UW Polish Studies Endowment Committee presents the lecture “Women of the People: Serfdom, Female Agency and Film Representation in Poland after 1945” by Dr. Michal Oleszczyk.
One of the 2023’s biggest box offices hits in Polish cinemas was the animated adaptation of Władysław Reymont’s Nobel Prize-winning 1904 novel “The Peasants.” This film offered a new and updated version of the central character of Jagna: a young woman in rural Poland of late 19th century.

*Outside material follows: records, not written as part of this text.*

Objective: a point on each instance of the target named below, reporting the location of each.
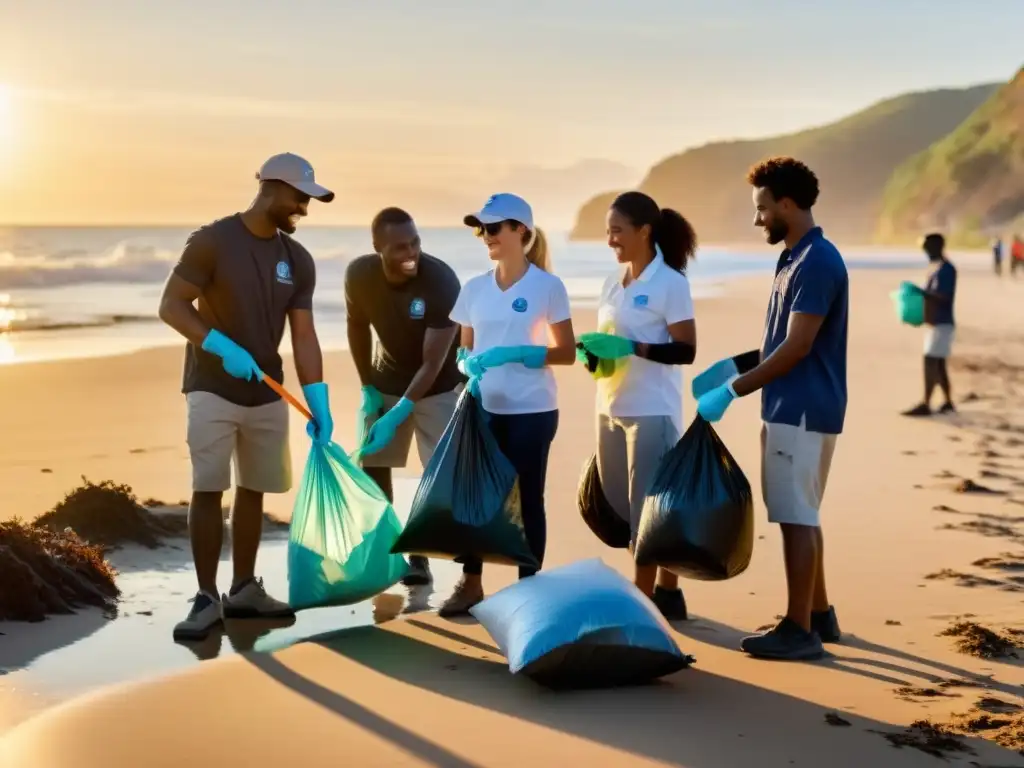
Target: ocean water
(73, 292)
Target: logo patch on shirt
(284, 272)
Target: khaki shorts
(629, 453)
(429, 419)
(256, 437)
(939, 341)
(795, 466)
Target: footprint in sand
(968, 485)
(1008, 561)
(971, 581)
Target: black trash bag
(697, 519)
(600, 517)
(468, 502)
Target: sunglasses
(491, 229)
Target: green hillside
(853, 158)
(969, 184)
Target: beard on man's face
(282, 218)
(776, 231)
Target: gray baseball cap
(294, 171)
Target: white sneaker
(205, 614)
(253, 602)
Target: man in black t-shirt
(248, 276)
(411, 383)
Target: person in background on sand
(410, 384)
(649, 310)
(802, 378)
(248, 275)
(940, 292)
(508, 315)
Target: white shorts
(256, 437)
(795, 466)
(939, 341)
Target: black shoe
(671, 603)
(787, 641)
(826, 625)
(419, 571)
(921, 410)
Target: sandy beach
(911, 548)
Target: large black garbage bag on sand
(467, 503)
(600, 517)
(697, 518)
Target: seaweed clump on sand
(43, 571)
(982, 642)
(110, 515)
(931, 738)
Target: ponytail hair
(537, 249)
(673, 235)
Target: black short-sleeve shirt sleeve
(305, 276)
(199, 258)
(439, 308)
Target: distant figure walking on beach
(802, 378)
(410, 385)
(940, 292)
(645, 313)
(248, 276)
(516, 323)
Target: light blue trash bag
(343, 526)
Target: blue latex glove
(713, 404)
(237, 360)
(715, 376)
(321, 428)
(468, 364)
(370, 409)
(382, 432)
(530, 356)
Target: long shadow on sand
(39, 638)
(892, 666)
(693, 718)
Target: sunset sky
(135, 112)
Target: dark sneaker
(249, 600)
(463, 598)
(922, 410)
(671, 603)
(419, 571)
(786, 641)
(826, 625)
(205, 614)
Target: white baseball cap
(294, 171)
(502, 207)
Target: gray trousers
(629, 451)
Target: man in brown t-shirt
(248, 276)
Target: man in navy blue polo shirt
(802, 378)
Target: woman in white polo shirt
(515, 323)
(646, 325)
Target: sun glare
(6, 119)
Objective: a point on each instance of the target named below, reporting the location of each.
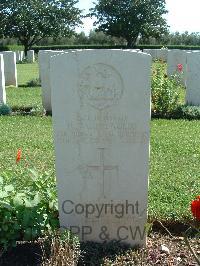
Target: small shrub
(187, 112)
(165, 93)
(5, 109)
(64, 249)
(28, 209)
(33, 83)
(24, 61)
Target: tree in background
(32, 20)
(130, 19)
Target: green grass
(175, 152)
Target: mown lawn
(175, 153)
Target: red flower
(19, 155)
(195, 208)
(180, 67)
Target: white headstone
(18, 56)
(31, 56)
(2, 82)
(44, 70)
(161, 54)
(101, 116)
(22, 55)
(152, 52)
(10, 68)
(157, 54)
(193, 79)
(176, 57)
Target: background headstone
(193, 79)
(2, 82)
(10, 68)
(31, 56)
(157, 54)
(101, 115)
(44, 72)
(176, 57)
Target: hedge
(65, 47)
(141, 47)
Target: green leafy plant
(33, 83)
(165, 93)
(195, 209)
(64, 249)
(28, 209)
(187, 112)
(5, 109)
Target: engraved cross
(102, 167)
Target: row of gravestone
(188, 75)
(8, 69)
(20, 56)
(101, 120)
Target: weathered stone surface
(31, 56)
(176, 57)
(193, 79)
(2, 82)
(101, 115)
(10, 68)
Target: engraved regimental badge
(100, 86)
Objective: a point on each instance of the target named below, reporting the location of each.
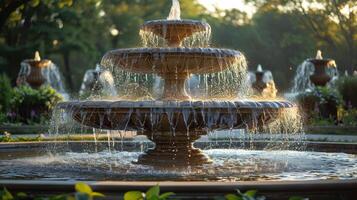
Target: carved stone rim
(165, 22)
(173, 51)
(106, 104)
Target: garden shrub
(33, 106)
(5, 93)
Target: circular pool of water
(228, 165)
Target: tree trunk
(68, 73)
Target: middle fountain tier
(175, 120)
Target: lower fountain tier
(174, 125)
(174, 65)
(180, 116)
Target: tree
(332, 22)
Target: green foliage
(152, 194)
(33, 106)
(347, 86)
(83, 192)
(5, 93)
(349, 117)
(320, 95)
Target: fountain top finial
(259, 68)
(37, 56)
(37, 61)
(319, 55)
(175, 12)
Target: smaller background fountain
(315, 88)
(97, 82)
(315, 72)
(262, 83)
(36, 72)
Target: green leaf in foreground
(6, 195)
(166, 195)
(153, 193)
(133, 195)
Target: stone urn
(32, 71)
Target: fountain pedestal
(173, 149)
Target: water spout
(319, 55)
(175, 12)
(259, 68)
(37, 56)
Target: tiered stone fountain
(174, 121)
(320, 77)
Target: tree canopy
(76, 33)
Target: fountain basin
(184, 115)
(171, 60)
(245, 161)
(175, 31)
(173, 125)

A new, folk-oriented turn in historiography and popular culture (exemplified by Paweł Maślona’s “Kos,” and Netflix’s series “1670”) tends to re-evaluate class relations of the Polish past, which for centuries were based on serfdom. This lecture will look at several representations of Polish working-class women of rural origins (“chłopki”) in post-war Polish films and connect them to the latest trends in literature, film, and popular arts.
Michał Oleszczyk, Ph.D. is a film critic, script consultant, author of the podcast SpoilerMaster, and recipient of several accolades and prizes. He contributed to RogerEbert.com and Slant Magazine. From 2013 to 2017, he served as the artistic director of the Gdynia Film Festival. He is an Assistant Professor at Artes Liberales Department of University of Warsaw and teaches Script Development at the Warsaw Film School.
This lecture is sponsored by The Maria Kott Endowed Professorship of Polish Studies and the UW PSEC
The lecture is at Savery Hall, room 264 on the UW campus in Seattle. The lecture is free and open to the public.